Mention the war – but tell them we’re not part of it, PM tells council election candidates
Sir Keir Starmer says energy bills are residents' chief worry
Friday, 3rd April — By Richard Osley

Sir Keir Starmer with Labour councillor Izzy Lenga
SIR Keir Starmer told Labour candidates not to let themselves get blamed for people’s rising bills as he helped them launch their council election campaign on Saturday.
And while the local party often insists it should only be about issues here in Camden and not international policy, the prime minister said he didn’t mind them telling people on the doorstep about the United States and Israel’s conflict with Iran.
As long as it was clear, that is, the UK would not be getting drawn in. “I know that what you will encounter on the doorstep is what all of us are encountering – it’s that people are really worried about the conflict in Iran,” he said.
“They know we are now facing a war on two fronts: the Ukrainian war – now four-plus years in – that’s had a huge impact, and now this Iran conflict.
“People are really worried when they see on the screens the missiles, the strikes, the casualties, the infrastructure that’s being damaged and they know the dangers of escalating this.
“And they know deep down in their hearts that this is going to impact on them and they are worried about that. We have to reassure them.”
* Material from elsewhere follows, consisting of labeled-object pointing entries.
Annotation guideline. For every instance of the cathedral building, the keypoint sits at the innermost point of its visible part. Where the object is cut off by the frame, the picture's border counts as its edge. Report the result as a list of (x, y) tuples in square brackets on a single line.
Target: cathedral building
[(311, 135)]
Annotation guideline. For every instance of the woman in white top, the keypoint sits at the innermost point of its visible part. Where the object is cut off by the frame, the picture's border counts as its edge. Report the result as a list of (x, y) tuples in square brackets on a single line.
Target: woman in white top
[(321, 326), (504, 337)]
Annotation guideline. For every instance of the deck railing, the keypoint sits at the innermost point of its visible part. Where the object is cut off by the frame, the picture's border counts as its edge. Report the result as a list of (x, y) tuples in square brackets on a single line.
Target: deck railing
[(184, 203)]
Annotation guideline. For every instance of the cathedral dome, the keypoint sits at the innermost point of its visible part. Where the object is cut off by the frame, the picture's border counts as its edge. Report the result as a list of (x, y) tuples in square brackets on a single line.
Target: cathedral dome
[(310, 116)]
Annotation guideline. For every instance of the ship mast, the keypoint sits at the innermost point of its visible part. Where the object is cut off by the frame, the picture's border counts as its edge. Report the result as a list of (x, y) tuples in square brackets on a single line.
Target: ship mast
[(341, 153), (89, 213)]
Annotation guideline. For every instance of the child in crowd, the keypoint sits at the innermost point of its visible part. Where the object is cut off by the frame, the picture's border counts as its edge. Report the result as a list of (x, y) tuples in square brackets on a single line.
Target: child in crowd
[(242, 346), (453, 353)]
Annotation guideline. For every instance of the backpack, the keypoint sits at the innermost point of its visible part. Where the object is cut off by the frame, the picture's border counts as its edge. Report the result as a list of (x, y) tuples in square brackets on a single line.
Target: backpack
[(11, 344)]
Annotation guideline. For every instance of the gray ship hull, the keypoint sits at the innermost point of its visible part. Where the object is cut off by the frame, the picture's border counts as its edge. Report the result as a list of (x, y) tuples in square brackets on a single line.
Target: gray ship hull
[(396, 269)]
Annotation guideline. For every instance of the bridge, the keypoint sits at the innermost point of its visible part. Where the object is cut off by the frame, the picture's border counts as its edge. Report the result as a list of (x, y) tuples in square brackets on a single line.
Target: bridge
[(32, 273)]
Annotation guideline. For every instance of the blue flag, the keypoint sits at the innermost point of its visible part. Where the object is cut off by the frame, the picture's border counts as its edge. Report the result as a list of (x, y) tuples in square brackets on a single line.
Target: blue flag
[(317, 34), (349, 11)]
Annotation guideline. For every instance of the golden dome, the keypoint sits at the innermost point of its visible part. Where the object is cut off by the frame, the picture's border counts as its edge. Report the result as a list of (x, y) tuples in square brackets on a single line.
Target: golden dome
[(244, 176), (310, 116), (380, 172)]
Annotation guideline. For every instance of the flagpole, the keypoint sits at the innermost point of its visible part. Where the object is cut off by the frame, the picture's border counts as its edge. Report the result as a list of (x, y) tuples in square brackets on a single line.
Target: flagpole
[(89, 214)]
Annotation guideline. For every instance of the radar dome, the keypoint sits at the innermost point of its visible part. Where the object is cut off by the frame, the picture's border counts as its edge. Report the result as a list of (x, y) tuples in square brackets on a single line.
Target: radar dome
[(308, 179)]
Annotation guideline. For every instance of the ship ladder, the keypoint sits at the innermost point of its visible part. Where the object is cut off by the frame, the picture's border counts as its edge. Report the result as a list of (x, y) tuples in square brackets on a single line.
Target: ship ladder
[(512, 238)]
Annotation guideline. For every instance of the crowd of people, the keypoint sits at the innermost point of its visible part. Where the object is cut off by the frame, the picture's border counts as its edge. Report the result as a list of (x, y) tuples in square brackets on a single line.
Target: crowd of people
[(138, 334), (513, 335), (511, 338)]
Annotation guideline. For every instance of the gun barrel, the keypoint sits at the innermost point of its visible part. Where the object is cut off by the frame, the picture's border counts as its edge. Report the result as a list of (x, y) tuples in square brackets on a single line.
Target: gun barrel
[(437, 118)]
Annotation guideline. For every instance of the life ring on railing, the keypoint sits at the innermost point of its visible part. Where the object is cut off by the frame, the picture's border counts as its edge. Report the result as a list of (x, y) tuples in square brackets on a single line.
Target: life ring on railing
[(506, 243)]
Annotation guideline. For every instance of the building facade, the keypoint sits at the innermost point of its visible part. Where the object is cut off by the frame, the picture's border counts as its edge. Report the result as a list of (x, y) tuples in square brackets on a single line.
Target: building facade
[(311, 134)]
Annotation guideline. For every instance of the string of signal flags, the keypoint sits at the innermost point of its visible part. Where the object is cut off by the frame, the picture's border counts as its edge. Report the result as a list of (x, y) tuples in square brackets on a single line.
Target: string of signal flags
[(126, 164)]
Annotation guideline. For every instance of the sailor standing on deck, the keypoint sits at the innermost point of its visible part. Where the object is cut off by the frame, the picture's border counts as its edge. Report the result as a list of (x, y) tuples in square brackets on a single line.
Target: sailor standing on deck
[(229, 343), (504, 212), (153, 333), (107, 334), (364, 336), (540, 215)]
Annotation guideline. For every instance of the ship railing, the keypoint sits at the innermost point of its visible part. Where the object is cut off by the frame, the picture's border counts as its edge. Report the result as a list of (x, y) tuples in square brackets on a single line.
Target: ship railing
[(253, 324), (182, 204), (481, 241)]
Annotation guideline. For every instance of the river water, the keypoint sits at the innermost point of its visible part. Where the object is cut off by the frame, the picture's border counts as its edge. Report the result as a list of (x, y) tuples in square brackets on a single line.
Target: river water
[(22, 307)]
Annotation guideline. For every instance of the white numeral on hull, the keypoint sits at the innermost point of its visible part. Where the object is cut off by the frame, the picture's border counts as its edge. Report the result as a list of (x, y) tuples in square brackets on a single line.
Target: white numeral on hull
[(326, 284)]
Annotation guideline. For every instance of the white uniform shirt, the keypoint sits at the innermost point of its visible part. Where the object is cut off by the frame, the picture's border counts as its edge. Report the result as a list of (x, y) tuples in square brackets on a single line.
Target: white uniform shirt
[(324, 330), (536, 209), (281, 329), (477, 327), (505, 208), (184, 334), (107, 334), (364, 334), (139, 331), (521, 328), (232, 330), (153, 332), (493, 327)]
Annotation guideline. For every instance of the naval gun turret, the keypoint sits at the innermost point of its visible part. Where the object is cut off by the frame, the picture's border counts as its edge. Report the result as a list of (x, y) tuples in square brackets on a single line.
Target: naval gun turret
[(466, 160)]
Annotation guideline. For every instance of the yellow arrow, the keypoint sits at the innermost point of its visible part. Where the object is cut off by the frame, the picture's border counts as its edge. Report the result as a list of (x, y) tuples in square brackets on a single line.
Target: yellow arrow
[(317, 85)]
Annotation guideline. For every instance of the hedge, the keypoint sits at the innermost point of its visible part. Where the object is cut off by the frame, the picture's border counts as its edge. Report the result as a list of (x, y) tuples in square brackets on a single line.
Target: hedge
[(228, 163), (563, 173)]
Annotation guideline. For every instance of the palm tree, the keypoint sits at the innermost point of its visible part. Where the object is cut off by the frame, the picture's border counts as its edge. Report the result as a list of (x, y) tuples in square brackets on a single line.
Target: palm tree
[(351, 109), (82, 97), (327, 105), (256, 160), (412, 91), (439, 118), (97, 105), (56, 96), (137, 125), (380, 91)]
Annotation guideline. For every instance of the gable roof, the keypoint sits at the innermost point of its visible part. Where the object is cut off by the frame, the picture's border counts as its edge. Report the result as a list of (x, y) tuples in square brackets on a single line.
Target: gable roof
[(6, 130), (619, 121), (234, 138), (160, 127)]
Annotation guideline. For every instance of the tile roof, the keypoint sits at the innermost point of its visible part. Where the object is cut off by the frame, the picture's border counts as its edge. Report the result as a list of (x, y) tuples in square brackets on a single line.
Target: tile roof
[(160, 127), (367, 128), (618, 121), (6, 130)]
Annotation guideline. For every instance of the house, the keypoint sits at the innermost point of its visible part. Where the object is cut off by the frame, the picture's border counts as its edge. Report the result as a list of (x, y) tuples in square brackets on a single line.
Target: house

Georgia Gould with Nanouche Umeadi
While big vocal opponents of Brexit, Labour organisers have tried to steer clear of discussion of foreign policy in recent years amid tensions over Israel and Palestine.
Some canvassers have privately said they are not 100 per cent clear what should and shouldn’t be said when the issue comes up on the doorstep as the May 7 polls get closer.
Councillors have said that focus should be given to debates on policies they have direct control over.
Now in the wake of US President Donald Trump’s assault on Iran and the punishing fuel prices coming out of the conflict, Mr Starmer said it had to be made clear that the government was protecting people with a three-month reduction in energy bills.
“That will be part of what we do on the doorstep,” he said.
“I think the energy bills is thing that people are most worried about because they can see what is happening with the price of oil and they are translating that into what’s going to happen in their household.”

Sir Keir Starmer gets a hug from Livia Paggi, a new candidate in Holborn and Covent Garden
He said polling showed that the majority of people did not know that Labour had made a move to help cut bills until June.
It is not clear at this stage what the price will hit when colder months return later in the year.
The Holborn and St Pancras MP was the not-so-surprise guest as the Labour election team on his home turf began the local campaign run-in.
This was a large get-together in the hall of the London Irish Centre in Camden Town on Saturday morning.
The party scored a landslide majority at the 2022 local elections – and has only once lost control of the council in the past 55 years.
But national poll ratings have been poor and there have been suggestions that residents disappointed by Labour’s performance since returning to government will look to give the prime minister a bloody nose in what has repeatedly been called “Starmer’s backyard”.
The party is facing challenges from the opposition Liberal Democrats and a surging Green Party, as well as potential independent candidates ready to put Gaza – and a call for divestment of council pension fund deposits in arms companies – at the centre of their campaigns.

Labour councillor Rishi Madlani gets a snap of Sir Keir Starmer during his speech
The Tories are hoping to make gains in Primrose Hill while the Reform factor is an unknown in this part of north London, even if it has hardly revealed itself as a force before.
Mr Starmer said that candidates should stand on the council’s “brilliant track record”.
Asked by the New Journal after his speech whether Labour candidates were under greater pressure this time around as their performance at the polls could have a direct influence on his future in Downing Street, he said: “Obviously what the national government is doing matters to residents, and I think across Camden the vast majority of residents will be saying ‘we don’t want to get dragged into a war with Iran’. I think they are with the government on that.
“What the national government does matters but there’s a really good set of candidates here. Camden is a good, well run council – people understand that and therefore it’s important to give them the chance to continue to do that. They go in with their own track record.”

Hampstead and Highgate MP Tulip Siddiq at the launch
Other speakers at the launch included Hampstead and Highgate MP Tulip Siddiq; the Kilburn councillor Nanouche Umeadi, who talked about being a councillor while raising two children on her own; and Livia Paggi, one of the new candidates in Holborn and Covent Garden.
Georgia Gould, who was the leader of the local party, at the last boroughwide elections sat in the audience.
She left halfway through the term to become an MP in Queen’s Park and Maida Vale.